What does this have to do with solar power? It all goes back to something I mentioned earlier – solar photovoltaic cells generate DC voltage. That doesn’t work so well when our house wiring uses AC voltage. That means if we want to use PV panels to run our homes, we need to change the power from DC to AC. Fortunately with modern electronics and circuitry we can efficiently convert from DC to AC using a device called an inverter. An inverter does what a cell phone’s power adapter does but in reverse, it takes the steady DC current coming from your solar panel and changes it to the regular alternating current used in your house. In general inverters are pretty efficient, losing only 1% to 5% of the power during the conversion.
Types of inverters
There are a number of different types of inverters depending on the intended application. The major types found in home installations are:
Off Grid Inverters – As the name suggests, off-grid systems aren’t attached to the local utility company; these are usually vacation homes or buildings in remote locations. Solar panels are used to charge up a bank of batteries and the inverter draws power out of the batteries to generate AC electricity. The battery storage system can come in pretty handy if the off-grid system is expected to be used at night.

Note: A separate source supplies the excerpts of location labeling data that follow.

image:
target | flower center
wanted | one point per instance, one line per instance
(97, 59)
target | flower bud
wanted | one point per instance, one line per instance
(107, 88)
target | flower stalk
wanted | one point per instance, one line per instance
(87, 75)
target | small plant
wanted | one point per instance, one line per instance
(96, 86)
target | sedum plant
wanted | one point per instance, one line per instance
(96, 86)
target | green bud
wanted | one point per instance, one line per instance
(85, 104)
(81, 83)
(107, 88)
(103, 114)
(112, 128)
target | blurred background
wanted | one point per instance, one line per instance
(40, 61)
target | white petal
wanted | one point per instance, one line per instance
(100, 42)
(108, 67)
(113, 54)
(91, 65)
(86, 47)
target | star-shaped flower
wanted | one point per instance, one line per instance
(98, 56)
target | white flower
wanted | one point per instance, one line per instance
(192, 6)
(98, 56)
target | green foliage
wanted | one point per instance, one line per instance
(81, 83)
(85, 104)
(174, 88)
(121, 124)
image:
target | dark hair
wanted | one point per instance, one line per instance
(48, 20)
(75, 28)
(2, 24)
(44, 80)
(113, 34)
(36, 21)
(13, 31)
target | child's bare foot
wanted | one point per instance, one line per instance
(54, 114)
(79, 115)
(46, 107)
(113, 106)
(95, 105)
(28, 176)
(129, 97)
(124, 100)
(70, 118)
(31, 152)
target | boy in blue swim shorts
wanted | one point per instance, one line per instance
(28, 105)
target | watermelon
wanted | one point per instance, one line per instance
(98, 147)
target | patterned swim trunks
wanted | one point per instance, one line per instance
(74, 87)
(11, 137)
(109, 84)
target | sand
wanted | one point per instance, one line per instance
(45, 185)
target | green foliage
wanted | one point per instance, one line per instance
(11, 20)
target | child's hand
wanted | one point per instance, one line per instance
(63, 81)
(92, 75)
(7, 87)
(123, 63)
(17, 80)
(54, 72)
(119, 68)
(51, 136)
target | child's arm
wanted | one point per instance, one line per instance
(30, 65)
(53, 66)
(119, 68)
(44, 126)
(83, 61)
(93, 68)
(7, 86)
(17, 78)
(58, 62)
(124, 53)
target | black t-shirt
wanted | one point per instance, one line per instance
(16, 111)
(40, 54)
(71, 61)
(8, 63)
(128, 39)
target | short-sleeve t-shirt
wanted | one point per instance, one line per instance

Grid Tied Inverters – Here there are no batteries involved. The DC power from the array of solar panels is combined together and passed to the inverter. The output of the inverter is connected to the house wiring and, through the meter, the utility company. If the panels generate more power than the home is currently consuming the balance is sent to the grid; power flows “backwards” from the home to the utility where it is used to power other homes nearby.
Grid Tied Battery Backup Inverters – This is a hybrid of the two previous systems. The inverter is connected to the utility company but there are also batteries being charged by the solar cells. If the power company experiences a blackout the inverter will continue to provide power for the home until the main power is restored (or until the batteries run out)
Microinverters - A relatively new product, a microinverter is as the name suggests – a small inverter. While older solar installations had a single, large inverter (sometimes weighing hundreds of pounds) some newer setups use a small microinverter at each solar panel. The electricity is converted from DC to AC up on the roof and integrated into the household power using standard wiring. Generally microinverters are more efficient and easier to install than single, large inverters.
There will be more articles discussing inverters in the future. After the solar panels, the inverter is next largest piece of a solar installation and often represents 20% of the system cost (compared to 60% for the PV panels) Choosing the right inverter for your project is possibly the most important decision you’ll make during the design of the system.